Now, I’m no master baker. But one recipe that consistently comes together successfully and with very little effort is my famous vegan banana bread. I’ve tweaked it slightly over the years, reducing the amount of sugar and oil without compromising on taste.
The secret is in the cinnamon and nutmeg. Trust me, your home will smell so good when you make this.
Now, it’s your choice – eat it while it’s warm or leave to cool? Either way, you won’t be able to stop at just one slice.
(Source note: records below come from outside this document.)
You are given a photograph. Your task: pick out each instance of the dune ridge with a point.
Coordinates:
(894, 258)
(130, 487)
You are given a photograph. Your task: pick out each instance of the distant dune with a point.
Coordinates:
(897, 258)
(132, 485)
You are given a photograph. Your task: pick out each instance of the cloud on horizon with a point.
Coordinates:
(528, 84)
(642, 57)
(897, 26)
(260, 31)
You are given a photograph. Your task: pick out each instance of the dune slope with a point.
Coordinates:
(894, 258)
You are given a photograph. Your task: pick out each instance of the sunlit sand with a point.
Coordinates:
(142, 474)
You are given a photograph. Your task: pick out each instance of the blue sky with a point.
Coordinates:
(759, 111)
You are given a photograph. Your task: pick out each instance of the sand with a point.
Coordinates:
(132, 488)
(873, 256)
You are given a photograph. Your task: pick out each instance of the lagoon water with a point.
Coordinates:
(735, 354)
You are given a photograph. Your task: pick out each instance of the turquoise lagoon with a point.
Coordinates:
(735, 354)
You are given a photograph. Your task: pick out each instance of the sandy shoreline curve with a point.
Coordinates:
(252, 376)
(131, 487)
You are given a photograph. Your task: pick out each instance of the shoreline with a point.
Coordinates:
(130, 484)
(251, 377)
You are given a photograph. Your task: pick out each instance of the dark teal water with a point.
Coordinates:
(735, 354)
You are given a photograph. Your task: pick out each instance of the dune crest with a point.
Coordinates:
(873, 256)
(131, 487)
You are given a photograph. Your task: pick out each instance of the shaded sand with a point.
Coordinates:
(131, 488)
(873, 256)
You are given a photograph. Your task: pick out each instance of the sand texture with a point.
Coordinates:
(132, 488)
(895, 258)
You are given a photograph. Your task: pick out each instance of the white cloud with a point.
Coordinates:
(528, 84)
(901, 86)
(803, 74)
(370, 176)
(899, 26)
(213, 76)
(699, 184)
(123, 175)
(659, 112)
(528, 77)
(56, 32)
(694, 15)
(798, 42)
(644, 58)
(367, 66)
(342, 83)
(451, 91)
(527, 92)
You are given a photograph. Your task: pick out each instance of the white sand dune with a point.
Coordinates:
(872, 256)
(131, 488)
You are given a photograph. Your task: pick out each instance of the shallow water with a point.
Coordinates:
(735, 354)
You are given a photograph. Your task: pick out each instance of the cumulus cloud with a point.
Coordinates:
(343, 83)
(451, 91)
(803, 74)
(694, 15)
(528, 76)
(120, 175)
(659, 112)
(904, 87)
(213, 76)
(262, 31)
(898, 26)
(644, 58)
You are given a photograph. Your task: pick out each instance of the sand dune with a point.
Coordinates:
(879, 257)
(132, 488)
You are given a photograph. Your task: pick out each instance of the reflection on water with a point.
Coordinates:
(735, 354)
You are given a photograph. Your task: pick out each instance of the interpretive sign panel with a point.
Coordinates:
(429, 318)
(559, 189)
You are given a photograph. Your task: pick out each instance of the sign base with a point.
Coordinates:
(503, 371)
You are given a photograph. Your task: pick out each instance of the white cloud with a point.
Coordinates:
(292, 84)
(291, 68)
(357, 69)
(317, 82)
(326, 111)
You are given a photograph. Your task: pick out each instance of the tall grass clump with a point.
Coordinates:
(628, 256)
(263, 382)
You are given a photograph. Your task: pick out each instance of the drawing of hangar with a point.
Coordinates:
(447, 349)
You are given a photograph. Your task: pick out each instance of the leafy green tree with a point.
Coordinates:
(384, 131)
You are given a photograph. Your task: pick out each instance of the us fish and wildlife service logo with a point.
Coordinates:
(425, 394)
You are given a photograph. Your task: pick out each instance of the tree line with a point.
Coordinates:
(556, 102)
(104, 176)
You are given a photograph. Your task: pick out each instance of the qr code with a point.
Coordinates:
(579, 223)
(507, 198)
The Best Vegan Banana Bread
- Preparation: 10 minutes
- Cooking: 1 hour 10 minutes
- Total: 1 hour 20 minutes
- 4 ripe bananas
- 3 cups of self-raising flour
- 2 teaspoons of ground cinnamon
- 1 teaspoon of ground nutmeg
- 1 cup of dark brown sugar
- 2 teaspoons of baking powder
- 1 teaspoon of baking soda
- 1 400ml tin of coconut milk
- 1/2 cup of sunflower oil
- Preheat the oven to 200°C.
- Mix the dry ingredients (flour, cinnamon, nutmeg, brown sugar, baking powder and baking soda) together in a large bowl. Set aside.
- In a separate bowl, take 3 of the bananas and mash them well.
- Mix together the mashed bananas, sunflower oil and coconut milk.
- Add the liquid mixture to the dry ingredients and stir until just combined. Pour the batter into the loaf tin, filling it almost to the top.
- Take the remaining banana and slice it lengthways. Arrange both slices on top of the mixture.
- Place in the oven and bake for 1 hour and 10 minutes. Remove and leave to cool.
You can also adapt this recipe to make the most delicious banana muffins! Simply pour the batter into lined muffin tins, bake for 35 minutes and you’ve got a week’s worth of snacks that you can eat on the go.